21 April 2006
Researchers Find Iranian Nuclear Program Economically Wasteful
Study suggests program inconsistent with Iran's resources, energy needs
By David Shelby
Washington File Staff Writer
Washington – A recent report from researchers at two leading U.S. Department of Energy research laboratories concludes that Iran’s nuclear program is inconsistent with the Iranian government’s stated purpose of developing civil nuclear power production in order to achieve energy independence.

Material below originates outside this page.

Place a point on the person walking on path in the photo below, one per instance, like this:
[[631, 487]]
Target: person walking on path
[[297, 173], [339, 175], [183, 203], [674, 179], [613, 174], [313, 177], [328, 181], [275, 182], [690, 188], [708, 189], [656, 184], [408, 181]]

“While this is a worthwhile and generally accepted national planning objective, it is clear that the nuclear program as now structured will not achieve it, and in fact may delay it by diverting capital and other resources from projects that would address pressing current energy sector problems and contribute to ultimate energy independence,” the report says.
Researchers from the Pacific Northwest National Laboratory and Los Alamos National Laboratory issued the report, The Economics of Energy Independence for Iran, in March. It examines Iran’s nuclear program and alternative energy investments strictly on their economic merits.
The researchers found that the tremendous investment necessary for Iran to establish the entire nuclear fuel cycle from mining to fuel fabrication is not justified by Iran’s meager uranium reserves and would not produce nuclear fuel at internationally competitive prices.
“This finding calls into question the economic logic of the program, and suggests that other factors may be motivating the drive to acquire indigenous front-end nuclear capabilities,” the report said.
The report notes that the basis for a self-sufficient nuclear program is indigenous uranium ore that can be mined and converted into fuel. It says, however, that Iran’s 1,427 metric tons of known uranium reserves would be enough to support the country’s proposed nuclear reactor development program only through 2010. Even taking into account estimated undiscovered reserves of 13,850 metric tons, the program would run out of fuel by 2023, shortly after the completion of the seventh proposed plant.
The report estimates that the cost for Iran to develop its current nuclear fuel manufacturing facilities would be between $600 million and $1 billion, and it observes that even with these facilities, the country will not have adequate production capacity to fuel a single reactor. It says Iran will have to invest 10 times to 20 times as much as it already has invested in mining and manufacturing facilities to support its proposed seven to 20 nuclear power plants.
Conversely, the report states, Iran could make profitable investments aimed at utilizing its abundant fossil fuel resources. Iran has some of the largest oil and gas reserves in the world. At current production rates, it has 90 years worth of oil and 220 years worth of natural gas.
The researchers observe that Iran flares off nearly 7 percent of its gross production of natural gas as an uncaptured byproduct of its oil drilling activities. This gives Iran the highest percentage of natural gas wasted among all major petroleum-producing countries. The report says that if Iran were to use available technology to reduce its level of waste to the world average, it could use the gas to generate nearly as much electricity as three nuclear power plants.
The report also notes that Iran is ignoring other pressing concerns in the energy sector. The country’s limited refinery capacity means that it has become an importer of gasoline. The report says that boosting the refinery capacity would be an effective way of improving the country’s energy independence.
The researchers maintain that Iran’s investment in its nuclear program starves more profitable projects in fossil fuel development of capital resources. They also suggest that Iran’s pursuit of the nuclear fuel cycle likely will undermine foreign investment in its entire energy sector and dampen Iran’s international trade prospects.
“Despite obvious needs and simple solutions which would promote and probably achieve real energy independence, Iran's energy investments remain skewed in favor of a nuclear program which does not accord with its resource endowments or its near-term energy sector needs,” the report states. “In summary, the stated economic rationale for the nuclear program is inconsistent with both the facts of the program and the behavior of Iran in the broader energy investment sphere.”
Researchers on the project were Thomas Wood, Matthew Milazzo and Barbara Reichmuth of the Pacific Northwest Laboratory and Jeff Bedell of Los Alamos Laboratory.